VOICE OF AMERICA
Confidence was just 14 when her aunt married her off to a 42-year-old man. The now-22-year-old Zimbabwean says the experience shattered her. Her husband was abusive, as were his other wives.
“After two years of marriage, life was so difficult for me that I tried to kill myself by drinking rat poison,” she told Human Rights Watch researchers. The group, in highlighting the issue, released several girls’ accounts but omitted their last names.
“Child marriage ruined my life,” Confidence said. “Now I do not work and cannot find a job because I stopped going to school.”

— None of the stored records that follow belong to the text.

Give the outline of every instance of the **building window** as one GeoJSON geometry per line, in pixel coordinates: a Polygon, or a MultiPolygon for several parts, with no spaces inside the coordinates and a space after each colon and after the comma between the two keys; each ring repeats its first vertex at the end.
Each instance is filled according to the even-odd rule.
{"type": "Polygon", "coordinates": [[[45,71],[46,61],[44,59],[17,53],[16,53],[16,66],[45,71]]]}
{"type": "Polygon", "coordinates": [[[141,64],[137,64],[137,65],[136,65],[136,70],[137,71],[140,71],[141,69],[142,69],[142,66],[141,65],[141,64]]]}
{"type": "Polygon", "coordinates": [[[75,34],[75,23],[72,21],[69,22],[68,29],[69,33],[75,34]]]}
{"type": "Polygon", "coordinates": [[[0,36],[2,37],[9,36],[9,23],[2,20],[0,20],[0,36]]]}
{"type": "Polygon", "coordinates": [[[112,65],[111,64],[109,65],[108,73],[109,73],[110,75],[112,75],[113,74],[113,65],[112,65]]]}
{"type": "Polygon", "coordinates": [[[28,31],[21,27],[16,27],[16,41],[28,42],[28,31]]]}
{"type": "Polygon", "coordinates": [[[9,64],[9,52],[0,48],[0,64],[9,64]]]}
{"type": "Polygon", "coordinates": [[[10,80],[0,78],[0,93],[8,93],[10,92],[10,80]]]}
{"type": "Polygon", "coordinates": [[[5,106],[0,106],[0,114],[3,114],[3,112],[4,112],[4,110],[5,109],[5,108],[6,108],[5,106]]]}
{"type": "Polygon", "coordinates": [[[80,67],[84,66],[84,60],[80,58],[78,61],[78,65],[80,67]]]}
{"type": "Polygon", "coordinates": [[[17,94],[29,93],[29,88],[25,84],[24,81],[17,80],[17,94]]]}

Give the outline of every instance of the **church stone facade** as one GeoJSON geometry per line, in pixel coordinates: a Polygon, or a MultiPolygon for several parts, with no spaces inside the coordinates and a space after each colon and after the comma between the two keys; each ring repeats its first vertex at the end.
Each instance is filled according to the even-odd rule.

It’s stories like this that prompted the African Union to convene a summit in Zambia in late 2015 in hopes of ending child marriage. The assembly pledged to establish 18 as the minimum legal age for marriage across the continent.
The gathering accompanied a new United Nations report that revealed a shocking statistic: If current trends hold and Africa’s population continues to grow at its expected rate, the number of child brides in Africa will more than double in the next 35 years, to
310 million.
Unless things change, by 2050 almost half the world’s child brides will be in Africa. The majority of Africa’s 23 million child brides are in Nigeria, the continent’s most populous nation, which has a minimum marriage age of 18.
Marriage before age 18 is actually already against the law in most African countries, although some countries allow teenagers to marry with parental consent. But that hasn’t stopped more than 125 million girls from being robbed of their childhood by being married below that age in traditional or customary unions. Most of the children affected are girls. Child grooms exist but are rare.
AU Chairwoman Nkosazana Dlamini Zuma said cultural norms that undervalue girls and women are largely to blame.